RO-ViT: Region-aware pre-training for open-vocabulary object detection with vision transformers

RO-ViT: Region-aware pre-training for open-vocabulary object detection with vision transformers
Region-aware image-text pre-training
- There is a mismatch between the way positional embeddings are used in existing contrastive pre-training approaches and open-vocabulary detection.
- Pre-training approaches use full-image positional embeddings, but open-vocabulary detection requires the embeddings to generalize to unseen regions.
- We propose cropped positional embedding (CPE) which randomly crops and resizes a region of positional embeddings instead of using the whole-image positional embedding.
- We also use a focal loss to learn from hard examples.
Open-vocabulary detector fine-tuning
- An open-vocabulary detector is trained with detection labels of base categories but needs to detect both base and novel (unlabeled) categories at test time.

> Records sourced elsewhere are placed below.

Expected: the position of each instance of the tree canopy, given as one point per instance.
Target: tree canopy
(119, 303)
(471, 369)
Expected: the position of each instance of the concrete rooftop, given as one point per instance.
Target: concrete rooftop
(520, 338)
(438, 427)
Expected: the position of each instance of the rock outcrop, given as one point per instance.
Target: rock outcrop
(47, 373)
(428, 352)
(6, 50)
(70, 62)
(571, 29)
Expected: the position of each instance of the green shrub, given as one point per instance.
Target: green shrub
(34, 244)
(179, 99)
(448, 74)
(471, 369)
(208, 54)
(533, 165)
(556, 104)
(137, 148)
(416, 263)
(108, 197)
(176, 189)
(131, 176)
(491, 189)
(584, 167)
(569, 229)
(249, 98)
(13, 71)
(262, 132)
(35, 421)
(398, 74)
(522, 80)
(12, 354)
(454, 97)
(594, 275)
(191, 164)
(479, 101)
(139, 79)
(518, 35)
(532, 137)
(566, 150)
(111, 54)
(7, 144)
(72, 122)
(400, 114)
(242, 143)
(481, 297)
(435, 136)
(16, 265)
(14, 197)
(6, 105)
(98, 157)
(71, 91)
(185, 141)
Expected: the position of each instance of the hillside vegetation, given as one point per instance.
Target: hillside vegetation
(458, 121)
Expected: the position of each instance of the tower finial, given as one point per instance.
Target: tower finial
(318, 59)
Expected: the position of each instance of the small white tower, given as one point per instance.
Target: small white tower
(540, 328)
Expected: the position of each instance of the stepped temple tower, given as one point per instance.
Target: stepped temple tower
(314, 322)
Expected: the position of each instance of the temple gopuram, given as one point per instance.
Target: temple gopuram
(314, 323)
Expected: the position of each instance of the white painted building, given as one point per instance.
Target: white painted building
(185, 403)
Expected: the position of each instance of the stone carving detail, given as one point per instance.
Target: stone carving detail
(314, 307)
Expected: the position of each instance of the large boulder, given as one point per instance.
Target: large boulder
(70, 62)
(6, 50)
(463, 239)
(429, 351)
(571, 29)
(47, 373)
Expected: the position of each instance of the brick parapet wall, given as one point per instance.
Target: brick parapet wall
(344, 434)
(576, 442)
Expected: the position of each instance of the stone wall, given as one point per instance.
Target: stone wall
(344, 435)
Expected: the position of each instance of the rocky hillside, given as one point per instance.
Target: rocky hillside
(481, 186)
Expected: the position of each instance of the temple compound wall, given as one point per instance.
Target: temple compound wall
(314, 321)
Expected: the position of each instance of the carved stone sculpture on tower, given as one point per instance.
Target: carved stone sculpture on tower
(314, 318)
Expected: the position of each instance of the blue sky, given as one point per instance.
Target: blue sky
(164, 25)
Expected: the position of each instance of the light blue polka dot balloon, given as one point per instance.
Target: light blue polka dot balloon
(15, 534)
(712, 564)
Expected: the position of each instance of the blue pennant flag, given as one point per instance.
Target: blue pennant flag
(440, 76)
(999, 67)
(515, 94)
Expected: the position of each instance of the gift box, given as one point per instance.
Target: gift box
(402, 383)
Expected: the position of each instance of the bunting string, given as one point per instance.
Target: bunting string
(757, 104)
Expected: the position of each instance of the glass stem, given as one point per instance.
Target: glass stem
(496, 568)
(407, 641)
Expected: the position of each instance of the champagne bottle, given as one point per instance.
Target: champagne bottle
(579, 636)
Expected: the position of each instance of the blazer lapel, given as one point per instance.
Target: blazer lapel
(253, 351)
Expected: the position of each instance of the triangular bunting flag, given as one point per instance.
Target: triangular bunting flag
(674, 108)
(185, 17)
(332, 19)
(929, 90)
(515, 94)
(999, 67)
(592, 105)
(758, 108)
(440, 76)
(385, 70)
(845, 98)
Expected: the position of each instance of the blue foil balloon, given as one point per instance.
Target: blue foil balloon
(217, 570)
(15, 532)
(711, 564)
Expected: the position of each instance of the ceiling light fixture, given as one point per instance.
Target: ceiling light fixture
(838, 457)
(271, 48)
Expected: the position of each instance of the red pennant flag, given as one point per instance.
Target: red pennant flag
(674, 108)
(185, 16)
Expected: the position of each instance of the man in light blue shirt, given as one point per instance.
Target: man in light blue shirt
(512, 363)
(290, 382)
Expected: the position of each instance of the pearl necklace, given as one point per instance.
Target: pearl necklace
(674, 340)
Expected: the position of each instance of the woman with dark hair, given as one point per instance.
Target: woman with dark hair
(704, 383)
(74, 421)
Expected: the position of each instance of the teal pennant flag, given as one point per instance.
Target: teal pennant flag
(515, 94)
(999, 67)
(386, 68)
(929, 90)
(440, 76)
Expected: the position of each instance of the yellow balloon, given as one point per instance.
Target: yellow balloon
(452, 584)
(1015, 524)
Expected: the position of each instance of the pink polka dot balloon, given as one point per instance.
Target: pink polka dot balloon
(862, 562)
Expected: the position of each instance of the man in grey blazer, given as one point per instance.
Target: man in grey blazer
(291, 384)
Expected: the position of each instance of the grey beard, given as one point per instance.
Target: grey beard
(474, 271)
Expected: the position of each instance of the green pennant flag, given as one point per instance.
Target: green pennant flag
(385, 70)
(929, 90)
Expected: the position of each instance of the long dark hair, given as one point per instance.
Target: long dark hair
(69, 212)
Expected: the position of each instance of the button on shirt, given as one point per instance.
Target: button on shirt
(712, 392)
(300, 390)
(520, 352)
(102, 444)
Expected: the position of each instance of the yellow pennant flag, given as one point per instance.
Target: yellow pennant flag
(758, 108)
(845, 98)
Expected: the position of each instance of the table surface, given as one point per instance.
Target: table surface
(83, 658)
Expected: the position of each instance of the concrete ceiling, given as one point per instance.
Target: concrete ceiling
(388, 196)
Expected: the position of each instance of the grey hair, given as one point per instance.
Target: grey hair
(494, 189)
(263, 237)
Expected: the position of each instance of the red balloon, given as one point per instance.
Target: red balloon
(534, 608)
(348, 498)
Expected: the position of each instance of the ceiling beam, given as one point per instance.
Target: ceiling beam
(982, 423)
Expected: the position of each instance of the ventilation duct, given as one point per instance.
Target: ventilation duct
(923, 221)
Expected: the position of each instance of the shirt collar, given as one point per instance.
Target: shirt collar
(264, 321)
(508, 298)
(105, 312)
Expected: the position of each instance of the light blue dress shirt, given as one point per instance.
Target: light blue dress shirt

- At test time, we append text embeddings of novel categories and compute detection scores with the union of base and novel categories.
Results
- RO-ViT outperforms state-of-the-art ViT-based and CNN-based methods on the LVIS open-vocabulary detection benchmark.
- We show zero-shot image-text retrieval on MS COCO and Flickr30K benchmarks and compare with dual-encoder methods.
- Visualization of positional embeddings shows the effectiveness of the learned representation.